Include the following elements in your letter when you PART:
Position. Begin your letter by politely (but firmly) stating your position. For example, "Thank you for giving our firm the opportunity to represent you in your company's recent offer to purchase real estate. For a number of reasons, our firm is no longer able to represent you in this matter. Our representation will conclude January 31, 1998."
Action. Your withdrawal from representation should not prejudice your client's interests. In your disengagement letter, summarize the action you, the court and other parties have taken to date. Include a copy of your motion to withdraw, if the matter is in litigation.

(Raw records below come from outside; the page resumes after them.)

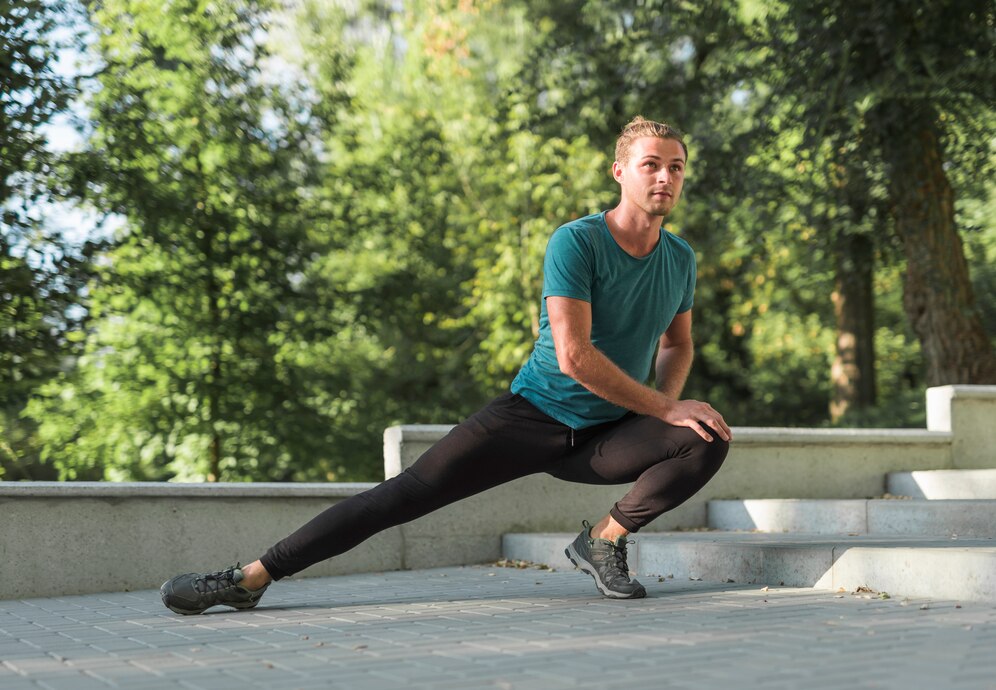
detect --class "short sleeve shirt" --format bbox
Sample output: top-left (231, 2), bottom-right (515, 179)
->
top-left (510, 211), bottom-right (696, 429)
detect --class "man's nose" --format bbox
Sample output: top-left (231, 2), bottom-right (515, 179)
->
top-left (656, 167), bottom-right (671, 184)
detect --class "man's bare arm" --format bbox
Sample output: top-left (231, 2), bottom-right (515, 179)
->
top-left (655, 309), bottom-right (694, 400)
top-left (547, 296), bottom-right (731, 442)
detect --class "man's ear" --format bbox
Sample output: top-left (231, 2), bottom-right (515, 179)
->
top-left (611, 160), bottom-right (624, 182)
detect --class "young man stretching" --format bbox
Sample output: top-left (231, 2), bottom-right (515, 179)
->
top-left (161, 116), bottom-right (732, 614)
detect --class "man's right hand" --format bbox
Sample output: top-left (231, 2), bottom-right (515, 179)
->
top-left (660, 399), bottom-right (732, 443)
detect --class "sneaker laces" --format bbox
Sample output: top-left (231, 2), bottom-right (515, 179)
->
top-left (608, 540), bottom-right (635, 579)
top-left (193, 564), bottom-right (243, 595)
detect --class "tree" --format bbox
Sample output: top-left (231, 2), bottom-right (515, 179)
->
top-left (760, 0), bottom-right (996, 386)
top-left (1, 0), bottom-right (97, 479)
top-left (28, 0), bottom-right (349, 481)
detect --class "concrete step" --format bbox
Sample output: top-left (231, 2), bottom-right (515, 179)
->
top-left (707, 498), bottom-right (996, 537)
top-left (887, 469), bottom-right (996, 499)
top-left (503, 531), bottom-right (996, 602)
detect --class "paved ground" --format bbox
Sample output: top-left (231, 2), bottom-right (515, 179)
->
top-left (2, 564), bottom-right (995, 690)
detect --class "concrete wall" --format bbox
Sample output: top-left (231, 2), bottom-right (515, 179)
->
top-left (1, 385), bottom-right (993, 600)
top-left (380, 427), bottom-right (953, 572)
top-left (927, 385), bottom-right (996, 468)
top-left (0, 483), bottom-right (402, 600)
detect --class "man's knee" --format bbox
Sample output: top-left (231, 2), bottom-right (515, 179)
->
top-left (691, 434), bottom-right (729, 477)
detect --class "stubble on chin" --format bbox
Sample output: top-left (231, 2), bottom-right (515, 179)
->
top-left (643, 198), bottom-right (675, 218)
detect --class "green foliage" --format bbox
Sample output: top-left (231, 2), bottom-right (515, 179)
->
top-left (27, 0), bottom-right (351, 481)
top-left (9, 0), bottom-right (993, 483)
top-left (1, 0), bottom-right (98, 479)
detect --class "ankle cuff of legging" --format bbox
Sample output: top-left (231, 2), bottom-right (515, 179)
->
top-left (258, 554), bottom-right (290, 582)
top-left (609, 505), bottom-right (641, 533)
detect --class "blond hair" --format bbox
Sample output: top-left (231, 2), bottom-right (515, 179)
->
top-left (615, 116), bottom-right (688, 164)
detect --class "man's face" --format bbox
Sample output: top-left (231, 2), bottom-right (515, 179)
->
top-left (613, 137), bottom-right (686, 218)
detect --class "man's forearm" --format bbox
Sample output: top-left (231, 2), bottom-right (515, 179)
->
top-left (655, 343), bottom-right (693, 400)
top-left (561, 341), bottom-right (674, 420)
top-left (562, 335), bottom-right (729, 443)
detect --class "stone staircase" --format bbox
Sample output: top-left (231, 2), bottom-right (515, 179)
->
top-left (503, 469), bottom-right (996, 602)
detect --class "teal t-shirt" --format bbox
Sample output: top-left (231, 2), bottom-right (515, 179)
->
top-left (510, 211), bottom-right (696, 429)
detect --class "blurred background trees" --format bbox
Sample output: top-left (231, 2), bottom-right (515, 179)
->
top-left (2, 0), bottom-right (993, 481)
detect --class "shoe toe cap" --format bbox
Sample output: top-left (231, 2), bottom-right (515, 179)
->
top-left (160, 576), bottom-right (200, 608)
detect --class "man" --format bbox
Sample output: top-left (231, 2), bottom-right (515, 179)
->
top-left (161, 116), bottom-right (732, 614)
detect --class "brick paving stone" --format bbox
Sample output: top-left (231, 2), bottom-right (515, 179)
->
top-left (2, 566), bottom-right (996, 689)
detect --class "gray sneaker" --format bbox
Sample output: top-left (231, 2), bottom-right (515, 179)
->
top-left (160, 564), bottom-right (269, 615)
top-left (565, 520), bottom-right (646, 599)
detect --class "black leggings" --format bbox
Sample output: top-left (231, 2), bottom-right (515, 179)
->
top-left (260, 392), bottom-right (729, 580)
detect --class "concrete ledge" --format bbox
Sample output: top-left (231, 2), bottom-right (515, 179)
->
top-left (503, 531), bottom-right (996, 601)
top-left (927, 385), bottom-right (996, 468)
top-left (723, 428), bottom-right (950, 445)
top-left (0, 481), bottom-right (377, 498)
top-left (708, 498), bottom-right (996, 537)
top-left (0, 483), bottom-right (402, 600)
top-left (887, 469), bottom-right (996, 499)
top-left (386, 425), bottom-right (951, 453)
top-left (709, 499), bottom-right (869, 534)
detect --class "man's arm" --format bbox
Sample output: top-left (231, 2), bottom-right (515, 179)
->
top-left (655, 310), bottom-right (694, 399)
top-left (547, 296), bottom-right (731, 442)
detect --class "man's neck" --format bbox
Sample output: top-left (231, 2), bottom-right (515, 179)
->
top-left (604, 204), bottom-right (664, 258)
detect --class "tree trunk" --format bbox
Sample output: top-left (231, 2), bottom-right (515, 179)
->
top-left (830, 232), bottom-right (876, 421)
top-left (877, 105), bottom-right (996, 386)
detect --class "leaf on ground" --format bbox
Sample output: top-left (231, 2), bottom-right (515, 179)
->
top-left (493, 558), bottom-right (552, 571)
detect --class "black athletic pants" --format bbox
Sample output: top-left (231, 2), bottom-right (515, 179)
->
top-left (259, 392), bottom-right (729, 580)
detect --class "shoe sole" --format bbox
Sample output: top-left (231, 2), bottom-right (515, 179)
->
top-left (161, 599), bottom-right (262, 615)
top-left (564, 544), bottom-right (647, 599)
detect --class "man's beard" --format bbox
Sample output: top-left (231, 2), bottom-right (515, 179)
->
top-left (643, 195), bottom-right (675, 217)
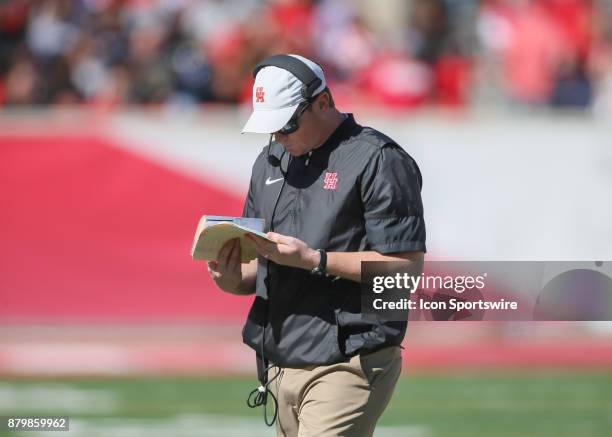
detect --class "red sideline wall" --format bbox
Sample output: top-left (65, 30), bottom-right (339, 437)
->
top-left (0, 131), bottom-right (253, 322)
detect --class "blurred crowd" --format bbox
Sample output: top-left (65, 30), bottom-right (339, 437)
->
top-left (1, 0), bottom-right (612, 112)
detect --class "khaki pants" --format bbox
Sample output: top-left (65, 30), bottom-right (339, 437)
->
top-left (268, 346), bottom-right (402, 437)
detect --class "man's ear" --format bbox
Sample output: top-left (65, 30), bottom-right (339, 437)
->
top-left (318, 93), bottom-right (330, 111)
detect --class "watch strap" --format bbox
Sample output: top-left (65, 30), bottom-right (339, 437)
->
top-left (310, 249), bottom-right (327, 276)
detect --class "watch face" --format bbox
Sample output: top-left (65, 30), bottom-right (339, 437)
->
top-left (311, 249), bottom-right (326, 277)
top-left (311, 267), bottom-right (324, 277)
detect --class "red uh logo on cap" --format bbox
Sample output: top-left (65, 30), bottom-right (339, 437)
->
top-left (323, 172), bottom-right (338, 190)
top-left (255, 87), bottom-right (265, 103)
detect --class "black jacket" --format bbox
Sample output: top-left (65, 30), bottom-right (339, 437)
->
top-left (242, 114), bottom-right (426, 367)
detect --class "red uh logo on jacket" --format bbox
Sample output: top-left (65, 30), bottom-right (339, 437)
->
top-left (323, 172), bottom-right (338, 190)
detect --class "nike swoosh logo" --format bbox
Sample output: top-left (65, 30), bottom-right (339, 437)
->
top-left (265, 177), bottom-right (284, 185)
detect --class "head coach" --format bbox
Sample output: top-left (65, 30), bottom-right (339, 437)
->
top-left (206, 54), bottom-right (426, 436)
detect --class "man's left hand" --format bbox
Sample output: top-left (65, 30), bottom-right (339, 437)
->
top-left (247, 232), bottom-right (319, 270)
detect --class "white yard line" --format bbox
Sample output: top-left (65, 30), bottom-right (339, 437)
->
top-left (0, 383), bottom-right (119, 414)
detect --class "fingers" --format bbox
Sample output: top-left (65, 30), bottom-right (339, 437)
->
top-left (218, 238), bottom-right (242, 267)
top-left (246, 233), bottom-right (268, 247)
top-left (247, 234), bottom-right (274, 254)
top-left (207, 261), bottom-right (221, 279)
top-left (266, 232), bottom-right (291, 245)
top-left (208, 239), bottom-right (241, 284)
top-left (265, 232), bottom-right (280, 243)
top-left (217, 239), bottom-right (234, 266)
top-left (228, 238), bottom-right (241, 268)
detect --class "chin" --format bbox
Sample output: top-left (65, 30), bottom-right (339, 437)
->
top-left (284, 146), bottom-right (303, 156)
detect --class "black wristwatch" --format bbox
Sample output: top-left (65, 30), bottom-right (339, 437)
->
top-left (310, 249), bottom-right (327, 277)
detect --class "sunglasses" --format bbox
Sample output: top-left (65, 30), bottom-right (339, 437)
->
top-left (276, 100), bottom-right (312, 135)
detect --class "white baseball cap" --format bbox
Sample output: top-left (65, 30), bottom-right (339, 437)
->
top-left (241, 54), bottom-right (327, 134)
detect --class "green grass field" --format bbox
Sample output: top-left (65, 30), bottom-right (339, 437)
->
top-left (1, 372), bottom-right (611, 436)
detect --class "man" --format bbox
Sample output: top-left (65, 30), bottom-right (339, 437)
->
top-left (207, 54), bottom-right (426, 437)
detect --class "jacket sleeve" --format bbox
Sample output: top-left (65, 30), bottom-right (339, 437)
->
top-left (359, 144), bottom-right (426, 253)
top-left (242, 174), bottom-right (259, 219)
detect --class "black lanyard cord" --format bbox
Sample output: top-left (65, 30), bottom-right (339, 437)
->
top-left (246, 141), bottom-right (291, 427)
top-left (246, 363), bottom-right (282, 426)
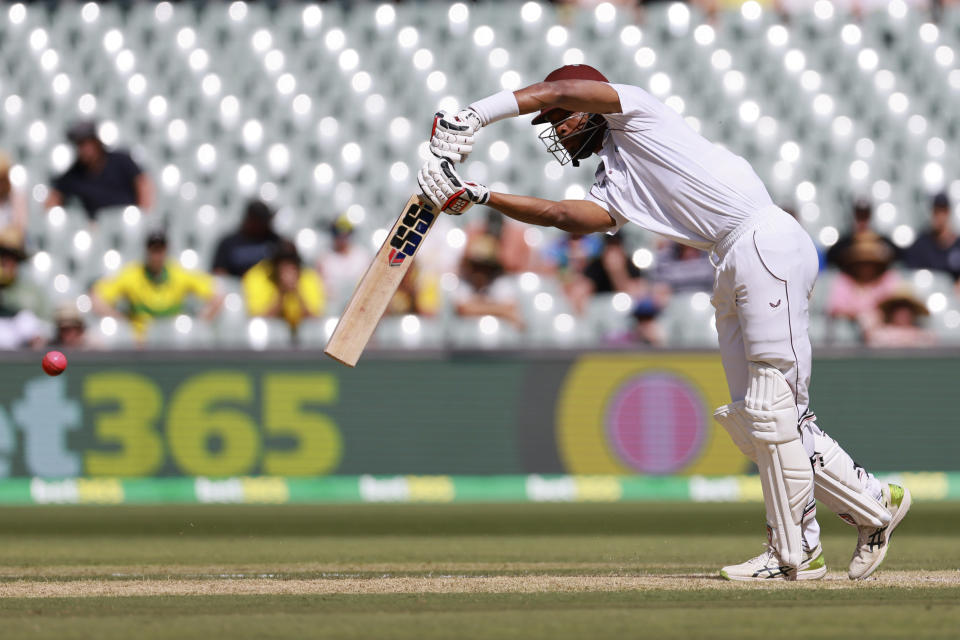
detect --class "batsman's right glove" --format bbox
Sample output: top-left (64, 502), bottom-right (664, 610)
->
top-left (430, 108), bottom-right (481, 163)
top-left (418, 156), bottom-right (490, 215)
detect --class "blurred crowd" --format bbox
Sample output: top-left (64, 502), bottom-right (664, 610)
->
top-left (1, 115), bottom-right (958, 351)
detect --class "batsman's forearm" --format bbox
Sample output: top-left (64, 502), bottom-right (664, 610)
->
top-left (487, 192), bottom-right (606, 234)
top-left (486, 192), bottom-right (565, 229)
top-left (512, 80), bottom-right (621, 117)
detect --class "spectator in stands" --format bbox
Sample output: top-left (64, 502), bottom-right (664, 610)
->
top-left (386, 265), bottom-right (440, 317)
top-left (91, 231), bottom-right (221, 338)
top-left (0, 229), bottom-right (49, 349)
top-left (0, 152), bottom-right (27, 236)
top-left (548, 233), bottom-right (602, 314)
top-left (583, 234), bottom-right (647, 297)
top-left (454, 234), bottom-right (524, 328)
top-left (317, 216), bottom-right (370, 312)
top-left (826, 231), bottom-right (901, 333)
top-left (243, 239), bottom-right (324, 330)
top-left (466, 210), bottom-right (538, 273)
top-left (45, 120), bottom-right (154, 219)
top-left (628, 297), bottom-right (666, 346)
top-left (50, 303), bottom-right (92, 350)
top-left (211, 199), bottom-right (280, 277)
top-left (654, 241), bottom-right (715, 292)
top-left (903, 193), bottom-right (960, 281)
top-left (865, 288), bottom-right (936, 348)
top-left (826, 199), bottom-right (899, 270)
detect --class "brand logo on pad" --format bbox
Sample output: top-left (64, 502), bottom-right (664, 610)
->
top-left (769, 299), bottom-right (782, 308)
top-left (386, 203), bottom-right (435, 267)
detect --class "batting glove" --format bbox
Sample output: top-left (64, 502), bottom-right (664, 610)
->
top-left (430, 108), bottom-right (481, 163)
top-left (418, 156), bottom-right (490, 215)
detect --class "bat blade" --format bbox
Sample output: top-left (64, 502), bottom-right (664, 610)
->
top-left (324, 194), bottom-right (439, 366)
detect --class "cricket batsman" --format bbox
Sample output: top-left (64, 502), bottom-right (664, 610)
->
top-left (417, 64), bottom-right (911, 581)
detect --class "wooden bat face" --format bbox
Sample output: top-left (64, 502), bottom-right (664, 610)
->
top-left (324, 195), bottom-right (438, 367)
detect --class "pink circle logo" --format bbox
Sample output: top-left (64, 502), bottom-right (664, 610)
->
top-left (604, 372), bottom-right (706, 474)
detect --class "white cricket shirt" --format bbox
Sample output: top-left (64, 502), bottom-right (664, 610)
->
top-left (585, 84), bottom-right (775, 251)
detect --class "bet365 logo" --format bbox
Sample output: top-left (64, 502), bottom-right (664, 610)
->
top-left (387, 202), bottom-right (435, 266)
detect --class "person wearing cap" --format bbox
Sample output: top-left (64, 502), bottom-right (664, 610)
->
top-left (51, 302), bottom-right (92, 350)
top-left (0, 151), bottom-right (27, 236)
top-left (45, 120), bottom-right (154, 219)
top-left (91, 231), bottom-right (221, 338)
top-left (417, 64), bottom-right (910, 581)
top-left (826, 231), bottom-right (902, 331)
top-left (903, 193), bottom-right (960, 281)
top-left (211, 199), bottom-right (281, 278)
top-left (0, 229), bottom-right (49, 349)
top-left (316, 215), bottom-right (371, 313)
top-left (629, 297), bottom-right (666, 347)
top-left (454, 233), bottom-right (524, 329)
top-left (865, 287), bottom-right (936, 348)
top-left (825, 199), bottom-right (900, 271)
top-left (243, 238), bottom-right (324, 329)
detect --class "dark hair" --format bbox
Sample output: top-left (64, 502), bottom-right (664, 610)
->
top-left (271, 239), bottom-right (301, 265)
top-left (853, 198), bottom-right (872, 221)
top-left (244, 199), bottom-right (273, 220)
top-left (66, 120), bottom-right (102, 146)
top-left (145, 230), bottom-right (167, 248)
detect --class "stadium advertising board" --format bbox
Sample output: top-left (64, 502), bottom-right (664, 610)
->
top-left (0, 352), bottom-right (956, 479)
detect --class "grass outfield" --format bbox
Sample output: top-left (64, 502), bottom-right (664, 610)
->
top-left (0, 502), bottom-right (958, 639)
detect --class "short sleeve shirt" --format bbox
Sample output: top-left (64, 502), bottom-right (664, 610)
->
top-left (94, 261), bottom-right (214, 333)
top-left (242, 260), bottom-right (324, 326)
top-left (211, 231), bottom-right (280, 277)
top-left (52, 149), bottom-right (143, 218)
top-left (585, 84), bottom-right (775, 251)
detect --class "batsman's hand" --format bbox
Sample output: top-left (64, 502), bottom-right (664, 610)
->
top-left (430, 109), bottom-right (481, 163)
top-left (418, 156), bottom-right (490, 215)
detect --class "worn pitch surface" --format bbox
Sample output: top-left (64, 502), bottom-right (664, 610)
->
top-left (0, 503), bottom-right (957, 639)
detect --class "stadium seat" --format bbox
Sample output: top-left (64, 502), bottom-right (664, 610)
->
top-left (659, 291), bottom-right (717, 348)
top-left (143, 316), bottom-right (215, 350)
top-left (87, 315), bottom-right (138, 349)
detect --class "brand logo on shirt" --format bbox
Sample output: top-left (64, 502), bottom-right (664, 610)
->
top-left (386, 202), bottom-right (435, 267)
top-left (769, 299), bottom-right (782, 309)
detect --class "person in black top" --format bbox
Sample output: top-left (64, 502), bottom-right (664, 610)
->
top-left (903, 193), bottom-right (960, 281)
top-left (582, 233), bottom-right (644, 295)
top-left (211, 199), bottom-right (281, 277)
top-left (45, 121), bottom-right (154, 219)
top-left (826, 198), bottom-right (899, 271)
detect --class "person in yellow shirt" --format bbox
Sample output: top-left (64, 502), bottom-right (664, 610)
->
top-left (243, 239), bottom-right (324, 328)
top-left (92, 231), bottom-right (222, 337)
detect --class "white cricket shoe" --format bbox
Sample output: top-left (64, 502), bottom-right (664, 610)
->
top-left (720, 543), bottom-right (827, 582)
top-left (848, 483), bottom-right (911, 580)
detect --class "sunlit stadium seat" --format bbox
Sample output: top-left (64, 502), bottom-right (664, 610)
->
top-left (373, 315), bottom-right (445, 349)
top-left (88, 315), bottom-right (138, 349)
top-left (659, 291), bottom-right (717, 348)
top-left (143, 316), bottom-right (215, 350)
top-left (448, 315), bottom-right (522, 349)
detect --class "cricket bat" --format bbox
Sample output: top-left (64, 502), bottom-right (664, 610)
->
top-left (324, 194), bottom-right (439, 366)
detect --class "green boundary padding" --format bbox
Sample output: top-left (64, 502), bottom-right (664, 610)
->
top-left (3, 473), bottom-right (958, 505)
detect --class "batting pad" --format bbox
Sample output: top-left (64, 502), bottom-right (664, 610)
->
top-left (810, 431), bottom-right (892, 528)
top-left (713, 401), bottom-right (755, 460)
top-left (744, 363), bottom-right (812, 570)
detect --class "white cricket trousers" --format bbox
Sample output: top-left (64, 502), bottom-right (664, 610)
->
top-left (711, 206), bottom-right (818, 414)
top-left (710, 206), bottom-right (882, 548)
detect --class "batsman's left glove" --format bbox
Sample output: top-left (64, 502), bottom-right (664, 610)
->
top-left (430, 108), bottom-right (481, 163)
top-left (418, 156), bottom-right (490, 215)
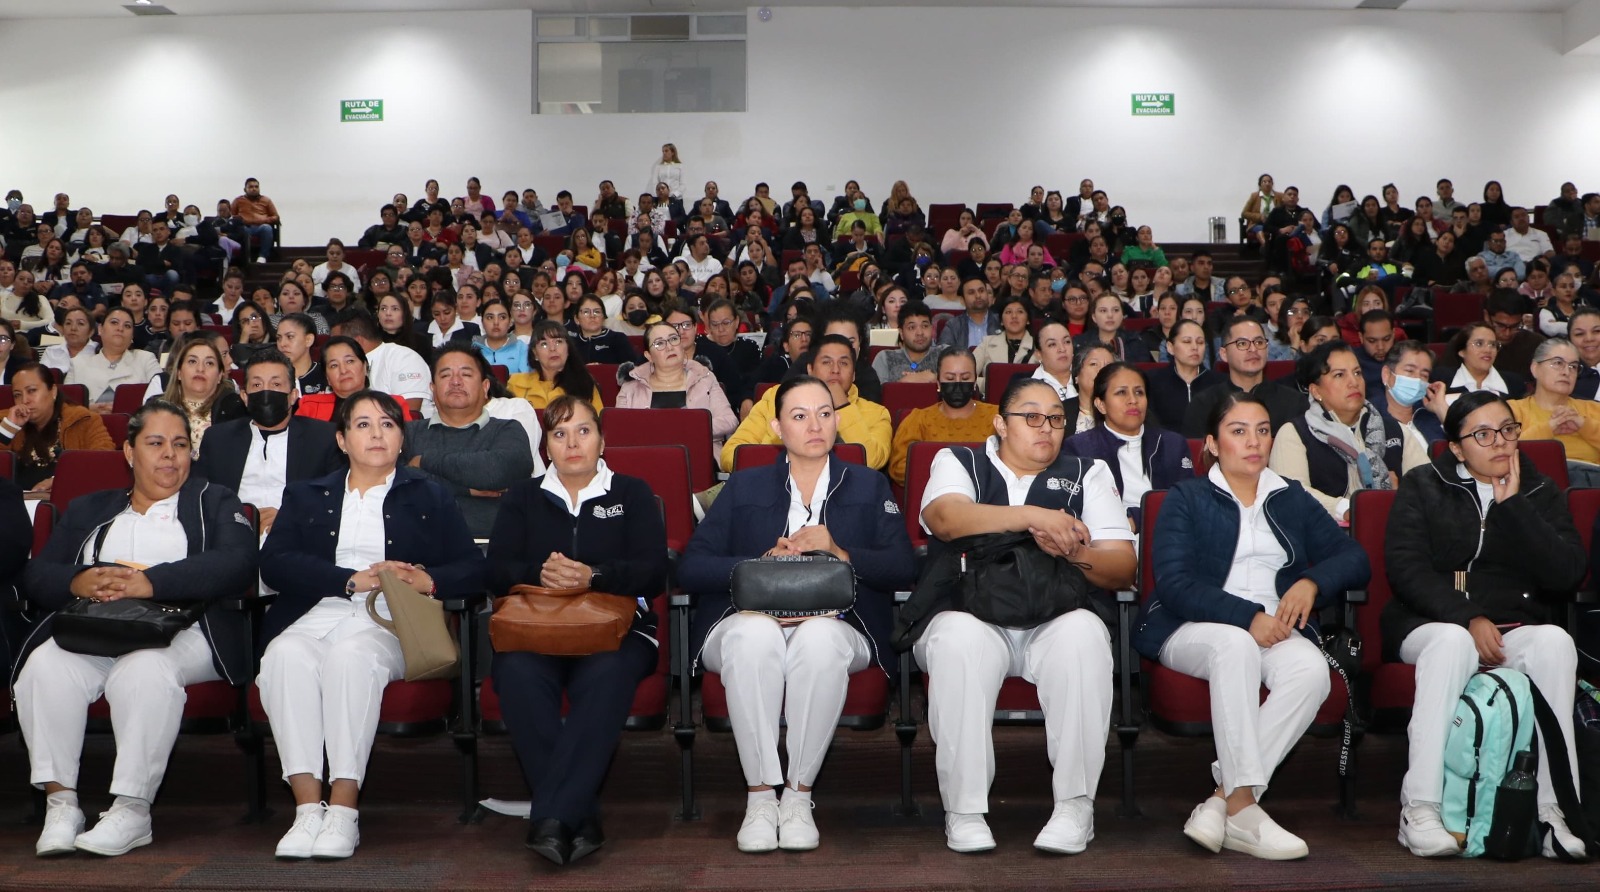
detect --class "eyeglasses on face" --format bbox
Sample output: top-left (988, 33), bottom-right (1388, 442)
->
top-left (669, 321), bottom-right (695, 332)
top-left (1458, 422), bottom-right (1522, 447)
top-left (1003, 411), bottom-right (1068, 430)
top-left (1535, 357), bottom-right (1582, 373)
top-left (649, 335), bottom-right (682, 351)
top-left (1467, 339), bottom-right (1501, 351)
top-left (1225, 337), bottom-right (1269, 352)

Alert clients that critical deadlines exist, not the exact dates. Encourage them to seek other counsel as soon as possible.
Reason. If the reason for the disengagement is clear cut and objective, for example, when a conflict of interest arises or the client fails to pay legal fees, certainly include the reason in your letter.
If your reason for withdrawal would prejudice the client in any way should the information become public, then your letter will need to be diplomatic and discreet. You can simply state that you regret that you are unable to continue your representation in this particular circumstance.
Terms. When legal work is completed, your disengagement letter should address outstanding legal fees and expenses. For example, you might write: "Enclosed is a final statement for our representation of you in your legal matter. We would appreciate payment within 30 days." If you are working on retainer, refund any unearned fees with an itemized account.
Resist the temptation to hold the client's files and property as collateral for unpaid legal fees. Instead, offer to send the file to your successor or tell the client, "You may pick up your file at the reception desk any week day between 8:00 a.m. and 5:00 p.m. following the conclusion of our representation."